Ease of use, I suppose (i.e. you'd pay for saving time). Starting a feedback job at Feedback Army for a user who's never been there takes around a minute or something, including the payment made via PayPal. It's very quick, with no need to even register, provided you have PayPal. How fast can you get feedback on Mechanical Turk provided you never registered with them before and don't know MTurk in and out? I'm asking, cause I don't know – I wasn't even able to start a MTurk job at all last time, because Amazon didn't accept my German bank account. (Right now, all I'm seeing at MTurk is "Login failed. This account is suspended.")

As for Uclue, which I love and would also think is a good service for feedback, the great thing at Feedback Army is that you get 10 results at once. Often, a single feedback could mislead you into thinking something that's only rarely important would be important, whereas from 10 results, you can quickly get a good overview of issues that many people may have.

James Xuan [PersonRank 10]

15 years ago #

If you don't mind me asking:

Have you or will you [Philipp] submitted this site to the service? It would be interesting if you could share the results, as I can't seem to find where criticisms for this site would be, I love this design, i think it is maybe the best website around for simplicity and ease-of-use.

wil reynolds [PersonRank 0]

15 years ago #

Right, ease of use is worth it, Mturk can kinda be hard to figure out, and really at & bux it isn't some kind of monsterous investment. I think its a great find! Thank you!

Philipp Lenssen [PersonRank 10]

15 years ago #

Didn't submit Blogoscoped.com yet, though I did ponder doing so :)

David Mulder [PersonRank 10]

15 years ago #

Just wondering, but while I was younger I wa active on a forum with website developers and there was a sub forum there were we could post our websites and request feedback for free (and in return we would help each other out)... true it costs some time, but the feedback was of an incomparably different level and I assume these kind of fora still have to exist.

Roger Browne [PersonRank 10]

15 years ago #

And there's Philipp's "Hot or Not Web Designs, now in Eternal Beta":

http://www.hotornotdesigns.com/

Bengers [PersonRank 0]

15 years ago #

You can get feedback for your site for fee on www.sitepoint.com's forums. All you have to do is review 3 sites before you can submit your own

Jem Turner [PersonRank 1]

15 years ago #

Why pay at all? Submit your site to a website reviewing community like my http://rev.iew.me and give/get feedback for nothing.

Raphael [PersonRank 0]

15 years ago #

Paying is useful because you don't have to worry about burning out the community. You can make some changes and immediately request more feedback. I think eventually a free community may get sick of this.

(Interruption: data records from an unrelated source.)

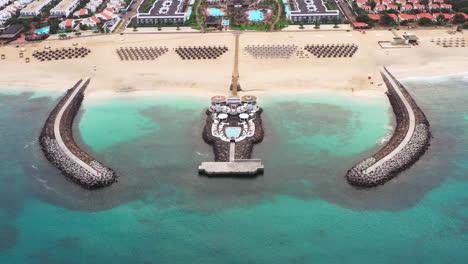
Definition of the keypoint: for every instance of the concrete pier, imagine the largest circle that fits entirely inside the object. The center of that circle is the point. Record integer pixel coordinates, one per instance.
(250, 167)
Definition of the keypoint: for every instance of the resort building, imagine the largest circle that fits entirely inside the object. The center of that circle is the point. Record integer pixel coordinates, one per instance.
(34, 8)
(380, 8)
(393, 16)
(67, 24)
(447, 17)
(91, 22)
(374, 17)
(366, 8)
(434, 6)
(11, 33)
(105, 16)
(93, 5)
(166, 12)
(392, 7)
(446, 6)
(64, 8)
(310, 11)
(360, 3)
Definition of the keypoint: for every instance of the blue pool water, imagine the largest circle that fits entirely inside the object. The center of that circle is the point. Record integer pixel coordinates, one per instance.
(215, 12)
(43, 30)
(233, 132)
(256, 15)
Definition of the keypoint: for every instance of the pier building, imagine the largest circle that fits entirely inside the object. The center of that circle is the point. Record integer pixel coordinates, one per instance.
(165, 12)
(233, 126)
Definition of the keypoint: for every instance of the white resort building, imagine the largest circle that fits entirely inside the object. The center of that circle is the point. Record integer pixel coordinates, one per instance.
(34, 8)
(64, 8)
(309, 11)
(233, 117)
(166, 12)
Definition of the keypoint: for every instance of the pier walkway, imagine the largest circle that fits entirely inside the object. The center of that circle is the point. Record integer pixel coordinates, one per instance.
(58, 136)
(412, 124)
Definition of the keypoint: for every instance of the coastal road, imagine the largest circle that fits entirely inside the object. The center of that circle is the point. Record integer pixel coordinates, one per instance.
(58, 136)
(412, 124)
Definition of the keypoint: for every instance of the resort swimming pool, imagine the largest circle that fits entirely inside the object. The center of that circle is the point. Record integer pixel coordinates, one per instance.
(43, 30)
(255, 15)
(233, 132)
(215, 12)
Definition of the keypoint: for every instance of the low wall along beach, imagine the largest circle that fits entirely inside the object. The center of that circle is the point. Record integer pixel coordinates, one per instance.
(409, 141)
(59, 147)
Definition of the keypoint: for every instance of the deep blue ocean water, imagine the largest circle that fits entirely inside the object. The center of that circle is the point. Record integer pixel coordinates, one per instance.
(300, 211)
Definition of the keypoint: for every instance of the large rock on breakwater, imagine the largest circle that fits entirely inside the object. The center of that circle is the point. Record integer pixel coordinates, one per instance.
(360, 175)
(77, 165)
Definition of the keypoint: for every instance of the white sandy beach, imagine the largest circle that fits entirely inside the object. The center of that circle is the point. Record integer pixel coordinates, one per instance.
(171, 75)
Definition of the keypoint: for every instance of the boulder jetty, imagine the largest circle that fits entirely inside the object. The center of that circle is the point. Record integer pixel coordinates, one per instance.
(60, 149)
(233, 125)
(408, 143)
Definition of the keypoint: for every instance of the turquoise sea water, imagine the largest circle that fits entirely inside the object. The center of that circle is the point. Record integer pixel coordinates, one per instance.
(301, 211)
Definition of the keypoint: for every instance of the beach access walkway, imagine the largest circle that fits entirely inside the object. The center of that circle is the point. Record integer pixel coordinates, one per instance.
(412, 124)
(58, 135)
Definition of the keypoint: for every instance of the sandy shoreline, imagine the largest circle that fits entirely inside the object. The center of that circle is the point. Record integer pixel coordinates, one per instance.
(204, 78)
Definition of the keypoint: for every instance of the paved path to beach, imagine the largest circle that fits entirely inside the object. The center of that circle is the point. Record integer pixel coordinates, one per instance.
(412, 124)
(59, 138)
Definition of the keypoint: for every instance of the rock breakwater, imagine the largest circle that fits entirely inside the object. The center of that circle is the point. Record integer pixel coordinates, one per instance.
(60, 149)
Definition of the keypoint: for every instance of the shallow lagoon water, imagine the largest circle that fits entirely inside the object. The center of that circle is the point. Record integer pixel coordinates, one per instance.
(300, 211)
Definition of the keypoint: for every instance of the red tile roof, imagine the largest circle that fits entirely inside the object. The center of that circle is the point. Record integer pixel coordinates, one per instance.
(106, 16)
(447, 16)
(95, 19)
(461, 13)
(69, 22)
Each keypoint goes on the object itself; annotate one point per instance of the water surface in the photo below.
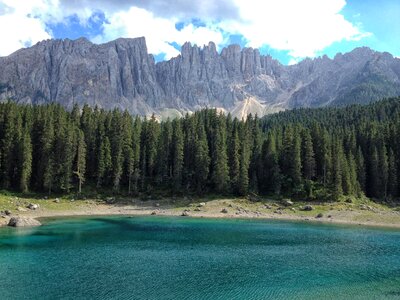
(186, 258)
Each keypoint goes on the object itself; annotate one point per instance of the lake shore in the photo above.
(365, 214)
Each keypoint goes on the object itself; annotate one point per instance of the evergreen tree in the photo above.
(201, 158)
(220, 175)
(25, 160)
(337, 168)
(234, 159)
(392, 187)
(80, 160)
(361, 172)
(177, 155)
(308, 160)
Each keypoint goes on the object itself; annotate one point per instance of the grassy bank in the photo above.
(348, 210)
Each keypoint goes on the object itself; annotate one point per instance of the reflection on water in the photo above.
(184, 258)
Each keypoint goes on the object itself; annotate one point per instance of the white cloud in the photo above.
(159, 32)
(302, 28)
(20, 26)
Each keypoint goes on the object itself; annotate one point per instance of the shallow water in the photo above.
(186, 258)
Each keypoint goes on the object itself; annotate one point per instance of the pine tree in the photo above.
(220, 176)
(234, 159)
(25, 160)
(271, 178)
(80, 160)
(361, 172)
(243, 182)
(373, 181)
(383, 171)
(201, 158)
(308, 160)
(177, 155)
(337, 168)
(392, 175)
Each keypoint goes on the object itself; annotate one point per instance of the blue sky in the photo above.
(289, 30)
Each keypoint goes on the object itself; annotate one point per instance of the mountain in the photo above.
(122, 74)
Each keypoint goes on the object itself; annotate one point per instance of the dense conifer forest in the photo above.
(310, 154)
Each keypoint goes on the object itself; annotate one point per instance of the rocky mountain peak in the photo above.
(122, 74)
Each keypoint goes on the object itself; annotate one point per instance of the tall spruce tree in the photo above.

I wrote Feedback Army and I'm finding a lot of niche sites are using the service. Niche developers may not be as plugged into different web discussion forums (I know I'm not) and don't want to spam people unnecessarily. Also paying for the feedback increases the chances that you'll get it.

Roy [PersonRank 0]

15 years ago #

If Blogoscoped needs feedback, it can just start a new topic and get comments from the loyal users who post here. You will want to get feedback from your target audience instead of anybody who uses Mturk. I think you'd get more constructive responses from your faithful users.

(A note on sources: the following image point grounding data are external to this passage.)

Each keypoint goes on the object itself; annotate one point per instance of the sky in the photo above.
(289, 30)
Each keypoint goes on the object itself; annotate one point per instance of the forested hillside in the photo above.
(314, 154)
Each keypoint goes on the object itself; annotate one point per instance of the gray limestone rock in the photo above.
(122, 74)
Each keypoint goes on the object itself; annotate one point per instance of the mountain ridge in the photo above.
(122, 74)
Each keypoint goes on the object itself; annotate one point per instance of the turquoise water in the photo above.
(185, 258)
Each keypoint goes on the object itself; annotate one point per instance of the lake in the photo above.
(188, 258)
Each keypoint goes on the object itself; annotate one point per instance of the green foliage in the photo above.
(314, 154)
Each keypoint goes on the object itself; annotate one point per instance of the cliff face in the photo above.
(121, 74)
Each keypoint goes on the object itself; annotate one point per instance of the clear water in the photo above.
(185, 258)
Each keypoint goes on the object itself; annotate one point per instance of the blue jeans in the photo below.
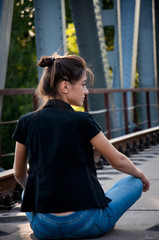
(92, 222)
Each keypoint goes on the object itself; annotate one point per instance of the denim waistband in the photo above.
(68, 218)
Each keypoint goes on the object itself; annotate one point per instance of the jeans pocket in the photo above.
(95, 231)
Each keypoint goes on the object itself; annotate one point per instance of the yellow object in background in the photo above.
(78, 109)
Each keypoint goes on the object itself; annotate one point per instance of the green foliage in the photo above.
(72, 47)
(21, 72)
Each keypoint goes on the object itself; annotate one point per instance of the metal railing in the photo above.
(137, 104)
(125, 109)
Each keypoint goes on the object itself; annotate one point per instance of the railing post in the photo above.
(0, 152)
(125, 112)
(135, 109)
(106, 98)
(148, 109)
(157, 92)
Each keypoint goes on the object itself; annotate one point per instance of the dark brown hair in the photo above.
(60, 68)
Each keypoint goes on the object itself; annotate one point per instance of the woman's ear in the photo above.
(64, 87)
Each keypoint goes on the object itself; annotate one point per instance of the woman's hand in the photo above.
(118, 160)
(145, 181)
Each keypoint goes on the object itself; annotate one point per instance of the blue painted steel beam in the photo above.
(146, 63)
(157, 36)
(50, 27)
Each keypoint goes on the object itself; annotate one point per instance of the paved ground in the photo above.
(141, 222)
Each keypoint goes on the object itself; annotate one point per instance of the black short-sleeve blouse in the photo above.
(62, 175)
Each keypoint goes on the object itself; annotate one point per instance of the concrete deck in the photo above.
(141, 222)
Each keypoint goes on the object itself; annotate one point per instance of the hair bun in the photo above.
(46, 61)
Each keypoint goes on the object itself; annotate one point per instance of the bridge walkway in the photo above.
(140, 222)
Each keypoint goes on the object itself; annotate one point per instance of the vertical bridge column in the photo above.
(87, 18)
(50, 28)
(6, 13)
(146, 62)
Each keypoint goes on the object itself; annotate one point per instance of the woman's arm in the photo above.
(118, 160)
(20, 164)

Tony Ruscoe [PersonRank 10]

15 years ago #

Having said that Roy, sometimes loyal users are less critical because they're so loyal. Strangers to the site would be impartial but might not fully understand what the site is trying to achieve in the small length of time they're view it.

Jem Turner [PersonRank 1]

15 years ago #

"Also paying for the feedback increases the chances that you'll get it. "

That's true. Given that rev.iew.me's average review count per site is currently 9 though [rev.iew.me/live-stats], there's definitely no shortage of feedback there!

Probably worth noting at this stage that I own rev.iew.me!